Protobuf compatibility was the only sharp edge.
When a packet protobuf schema gained a field, all consumers had to regenerate.
The shared proto/ repo with a single generator command made this manageable, but it is now a real piece of the build process where there was nothing equivalent on the JSON side. A worthwhile trade for the size reduction.

Go's CGO toolchain was avoided.
All services build with CGO_ENABLED=0 and ship as static binaries on Alpine.

Upgrade notes for operators

One thing to be aware of when running this release:

Template & tag regular expressions.

  • Go uses RE2, which does not support backreferences or lookaround.
  • Any existing pcap / template / tag rule that relied on those constructs needs to be rewritten.
  • The new Whisperer Config Playground (added in the same release) validates rules against the actual Go parser before saving, so the change is visible immediately.

The rest of the migration is transparent.

  • The HTTP, PostgreSQL, and TCP indices on Elasticsearch are unchanged.
  • The GUI queries are unchanged.
  • The backend services are compatible with JSON and protobuf.

Closing

Three months ago, the Controller rewrite produced a single Go binary running as drop-in replacement as Node.js generation, with better scaling headroom on large clusters.
Today, seven more services have crossed the same line, and the wire formats they share have followed.

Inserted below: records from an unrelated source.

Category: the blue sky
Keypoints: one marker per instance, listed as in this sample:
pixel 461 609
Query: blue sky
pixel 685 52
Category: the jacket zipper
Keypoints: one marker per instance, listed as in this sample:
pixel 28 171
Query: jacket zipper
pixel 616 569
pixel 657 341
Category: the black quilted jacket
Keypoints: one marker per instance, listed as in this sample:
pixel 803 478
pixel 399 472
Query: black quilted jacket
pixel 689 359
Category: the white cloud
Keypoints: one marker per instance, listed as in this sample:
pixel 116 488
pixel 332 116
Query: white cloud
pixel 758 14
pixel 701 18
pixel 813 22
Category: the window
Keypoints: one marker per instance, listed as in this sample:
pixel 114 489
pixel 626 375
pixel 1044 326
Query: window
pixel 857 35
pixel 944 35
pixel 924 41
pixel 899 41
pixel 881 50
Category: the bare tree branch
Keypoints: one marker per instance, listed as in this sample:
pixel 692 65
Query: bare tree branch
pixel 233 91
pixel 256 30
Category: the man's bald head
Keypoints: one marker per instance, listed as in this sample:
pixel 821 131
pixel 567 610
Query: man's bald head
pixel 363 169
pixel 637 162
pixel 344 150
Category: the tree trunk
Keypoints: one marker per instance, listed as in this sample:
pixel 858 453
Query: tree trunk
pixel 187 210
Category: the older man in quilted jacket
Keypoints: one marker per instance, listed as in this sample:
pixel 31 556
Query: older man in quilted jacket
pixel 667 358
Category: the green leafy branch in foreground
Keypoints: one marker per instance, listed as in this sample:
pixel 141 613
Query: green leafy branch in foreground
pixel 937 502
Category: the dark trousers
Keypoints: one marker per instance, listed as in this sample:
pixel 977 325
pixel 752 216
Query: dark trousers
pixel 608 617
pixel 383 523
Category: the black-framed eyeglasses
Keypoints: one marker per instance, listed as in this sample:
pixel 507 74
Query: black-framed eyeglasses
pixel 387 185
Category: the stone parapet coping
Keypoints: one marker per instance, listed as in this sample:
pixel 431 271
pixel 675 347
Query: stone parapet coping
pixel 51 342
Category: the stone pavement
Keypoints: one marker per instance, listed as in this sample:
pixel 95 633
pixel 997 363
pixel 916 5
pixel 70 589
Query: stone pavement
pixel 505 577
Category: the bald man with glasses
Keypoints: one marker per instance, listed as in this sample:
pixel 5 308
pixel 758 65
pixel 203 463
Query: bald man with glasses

The combined effect on a representative cluster:

  • ~78% less memory in redis-pack
  • ~3× less CPU on Pack-Read
  • ~2.7× less CPU on Web-Write
  • ~33% lower latency on the hottest inter-service call

The global effect is clearly visible in the billing dashboard, that tracks global CPU usage over time.
The same setup and load that was measured and invoiced at 3.5 CPU on average is now running with 1.9 CPU, to parse 190 GB/day!

February:
CoresFebruary2026.png

May: CoresMay2026.png

The same workflow - Claude as co-author, real cluster as integration environment, good monitoring as the scoreboard - is what made it tractable.
The remaining Node.js services in the pipeline will be revisited when their cost / benefit lines up; the migration is paced to value, not to ideology.